Coffee again, but this time it is on ice.

Recently, I have developed a taste for iced coffee.  Delicious, sugary, creamy iced coffee.  It took a while to get the correct blend, but it is almost perfect now.  Where I work they keep the creamer in a sugar dispenser, and that is not conducive to great iced coffee, it comes out too slowly, and it is difficult to gauge, and in iced coffee precision is everything.  A pinch of this, a touch of that, a dash of the other, that may work for great vichyssoise but it has no place in iced coffee science.  You need a spoonful, and the best way to get that is right from the container.

So, being the take no prisoner type, I dove right in and grabbed the plastic can looking thing (I am not sure what it should be called, it is not quite big enough to be a bucket, but, somehow it seems wrong to call something plastic a can, and it is not shaped correctly to be a bottle, why is life so hard?) and a spoon, and went about the business of iced coffee production.

I drank part of this before I thought a picture might be
a good idea, but there is ice and coffee, so you can tell
I know from whence I speak.
That was a mistake.  Right there on the label, in big, bold letters, "Non Dairy," "Gluten Free," "Lactose Free."  What is this stuff.  They are so happy telling me what it isn't, Dairy, and what it doesn't have Gluten and Lactose, why are they are not so keen to let me in on what it is.

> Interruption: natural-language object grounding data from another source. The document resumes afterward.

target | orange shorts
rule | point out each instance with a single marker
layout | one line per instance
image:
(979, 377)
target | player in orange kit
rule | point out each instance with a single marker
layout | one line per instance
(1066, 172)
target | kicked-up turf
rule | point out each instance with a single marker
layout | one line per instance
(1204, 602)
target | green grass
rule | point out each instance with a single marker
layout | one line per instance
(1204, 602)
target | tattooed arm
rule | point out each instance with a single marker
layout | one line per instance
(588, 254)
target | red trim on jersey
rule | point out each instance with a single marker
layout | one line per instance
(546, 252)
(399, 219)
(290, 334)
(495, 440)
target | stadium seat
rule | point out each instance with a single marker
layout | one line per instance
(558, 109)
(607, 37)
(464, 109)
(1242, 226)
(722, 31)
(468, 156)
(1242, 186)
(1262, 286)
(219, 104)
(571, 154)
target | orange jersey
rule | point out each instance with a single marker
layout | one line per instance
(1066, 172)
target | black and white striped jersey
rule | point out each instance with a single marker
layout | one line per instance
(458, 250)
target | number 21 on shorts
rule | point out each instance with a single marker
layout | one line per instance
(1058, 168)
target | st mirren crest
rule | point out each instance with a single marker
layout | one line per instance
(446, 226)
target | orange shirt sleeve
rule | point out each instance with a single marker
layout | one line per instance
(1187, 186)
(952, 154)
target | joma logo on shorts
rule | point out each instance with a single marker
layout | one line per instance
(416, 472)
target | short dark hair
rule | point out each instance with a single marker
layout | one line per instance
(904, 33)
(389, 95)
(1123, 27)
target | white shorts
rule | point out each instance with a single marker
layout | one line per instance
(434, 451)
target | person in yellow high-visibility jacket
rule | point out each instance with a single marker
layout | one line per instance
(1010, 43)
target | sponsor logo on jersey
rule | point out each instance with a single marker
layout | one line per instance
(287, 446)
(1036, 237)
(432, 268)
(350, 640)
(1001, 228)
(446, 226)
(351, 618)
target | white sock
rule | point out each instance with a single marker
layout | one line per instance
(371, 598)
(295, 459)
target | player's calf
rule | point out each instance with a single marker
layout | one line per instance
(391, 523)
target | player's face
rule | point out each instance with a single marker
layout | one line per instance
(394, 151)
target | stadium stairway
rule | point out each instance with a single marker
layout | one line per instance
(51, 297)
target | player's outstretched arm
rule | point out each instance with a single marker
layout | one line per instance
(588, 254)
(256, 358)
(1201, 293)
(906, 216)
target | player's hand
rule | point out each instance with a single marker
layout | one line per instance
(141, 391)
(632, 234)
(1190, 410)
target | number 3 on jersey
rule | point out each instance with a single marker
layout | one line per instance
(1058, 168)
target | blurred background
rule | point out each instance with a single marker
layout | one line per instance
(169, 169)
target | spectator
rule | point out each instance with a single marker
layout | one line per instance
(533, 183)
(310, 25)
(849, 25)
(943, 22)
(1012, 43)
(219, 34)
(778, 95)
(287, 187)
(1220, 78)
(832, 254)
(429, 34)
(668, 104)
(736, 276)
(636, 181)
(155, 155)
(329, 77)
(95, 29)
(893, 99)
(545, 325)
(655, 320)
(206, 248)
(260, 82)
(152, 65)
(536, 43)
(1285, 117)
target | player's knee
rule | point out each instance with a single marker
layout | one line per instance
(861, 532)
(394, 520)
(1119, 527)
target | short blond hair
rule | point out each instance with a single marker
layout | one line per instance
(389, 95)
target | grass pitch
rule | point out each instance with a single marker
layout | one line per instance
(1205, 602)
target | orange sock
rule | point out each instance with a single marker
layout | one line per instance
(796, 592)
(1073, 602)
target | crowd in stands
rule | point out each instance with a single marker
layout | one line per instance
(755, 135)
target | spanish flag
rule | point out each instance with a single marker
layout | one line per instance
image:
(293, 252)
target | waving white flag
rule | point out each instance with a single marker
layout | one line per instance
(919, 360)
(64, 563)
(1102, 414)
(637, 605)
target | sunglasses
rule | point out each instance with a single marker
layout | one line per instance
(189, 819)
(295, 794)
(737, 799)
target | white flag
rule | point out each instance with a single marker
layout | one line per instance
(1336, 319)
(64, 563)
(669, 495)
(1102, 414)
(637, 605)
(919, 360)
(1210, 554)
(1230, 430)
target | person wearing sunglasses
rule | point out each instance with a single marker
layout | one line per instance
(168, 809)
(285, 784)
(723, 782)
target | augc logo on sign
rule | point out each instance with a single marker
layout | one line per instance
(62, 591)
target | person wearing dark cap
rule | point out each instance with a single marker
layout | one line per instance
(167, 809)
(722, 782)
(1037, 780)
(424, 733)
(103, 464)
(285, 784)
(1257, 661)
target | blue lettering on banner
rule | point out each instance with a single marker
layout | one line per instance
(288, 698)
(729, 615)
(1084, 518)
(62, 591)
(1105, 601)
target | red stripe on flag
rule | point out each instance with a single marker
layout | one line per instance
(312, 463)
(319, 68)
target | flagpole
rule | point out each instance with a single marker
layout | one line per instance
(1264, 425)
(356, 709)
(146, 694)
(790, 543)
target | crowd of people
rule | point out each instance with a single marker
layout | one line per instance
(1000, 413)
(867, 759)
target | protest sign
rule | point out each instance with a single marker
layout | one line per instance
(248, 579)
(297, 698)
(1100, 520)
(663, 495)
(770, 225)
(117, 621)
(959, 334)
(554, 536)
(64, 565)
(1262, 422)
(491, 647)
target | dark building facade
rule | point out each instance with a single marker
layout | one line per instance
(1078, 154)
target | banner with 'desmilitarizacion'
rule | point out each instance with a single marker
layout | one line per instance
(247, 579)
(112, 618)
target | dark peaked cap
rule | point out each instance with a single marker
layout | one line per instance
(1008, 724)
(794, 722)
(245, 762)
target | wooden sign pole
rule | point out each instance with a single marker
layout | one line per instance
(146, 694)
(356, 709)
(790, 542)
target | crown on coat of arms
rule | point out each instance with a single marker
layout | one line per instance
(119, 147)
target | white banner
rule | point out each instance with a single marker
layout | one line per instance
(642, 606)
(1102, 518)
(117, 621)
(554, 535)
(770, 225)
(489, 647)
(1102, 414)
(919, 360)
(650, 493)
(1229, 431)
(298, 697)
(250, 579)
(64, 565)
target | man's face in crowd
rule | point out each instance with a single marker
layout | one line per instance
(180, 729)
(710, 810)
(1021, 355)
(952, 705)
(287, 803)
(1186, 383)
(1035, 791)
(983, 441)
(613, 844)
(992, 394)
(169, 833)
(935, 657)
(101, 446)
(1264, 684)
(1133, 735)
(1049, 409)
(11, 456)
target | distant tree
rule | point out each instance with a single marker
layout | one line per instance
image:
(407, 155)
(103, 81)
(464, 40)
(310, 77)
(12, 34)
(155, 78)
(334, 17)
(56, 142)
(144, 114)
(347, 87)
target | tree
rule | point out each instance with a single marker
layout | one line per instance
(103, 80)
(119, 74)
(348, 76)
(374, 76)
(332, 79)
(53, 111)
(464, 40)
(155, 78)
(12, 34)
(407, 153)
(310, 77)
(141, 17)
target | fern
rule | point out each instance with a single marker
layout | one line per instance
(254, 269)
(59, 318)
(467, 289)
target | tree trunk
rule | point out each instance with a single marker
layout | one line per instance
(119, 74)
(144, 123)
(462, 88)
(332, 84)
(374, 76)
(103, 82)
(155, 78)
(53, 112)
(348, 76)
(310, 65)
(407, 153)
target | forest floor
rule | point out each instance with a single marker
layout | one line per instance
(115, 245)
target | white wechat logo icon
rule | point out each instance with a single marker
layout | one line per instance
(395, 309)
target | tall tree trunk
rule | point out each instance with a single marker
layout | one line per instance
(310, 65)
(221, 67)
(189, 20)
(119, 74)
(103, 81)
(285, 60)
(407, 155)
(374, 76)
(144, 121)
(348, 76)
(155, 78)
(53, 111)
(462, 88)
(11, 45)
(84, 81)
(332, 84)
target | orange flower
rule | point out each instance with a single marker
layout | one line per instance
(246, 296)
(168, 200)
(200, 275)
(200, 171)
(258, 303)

Maybe it is ground up gypsum board.  It didn't say anything anywhere about being "Plaster Free."  Which to my thinking is a little more important than a bit of dairy, gluten or lactose.  It might be the stuff you use to make concrete, because it said nothing about being "Lime Free."

Well, iced coffee is still pretty good, and if you can look past the potentially lethal side effects of the white, powdery stuff it is a great way to start your work day.  But, when I order one at a restaurant I am going to ask for extra lactose and gluten, and reduced plaster, just to be safe.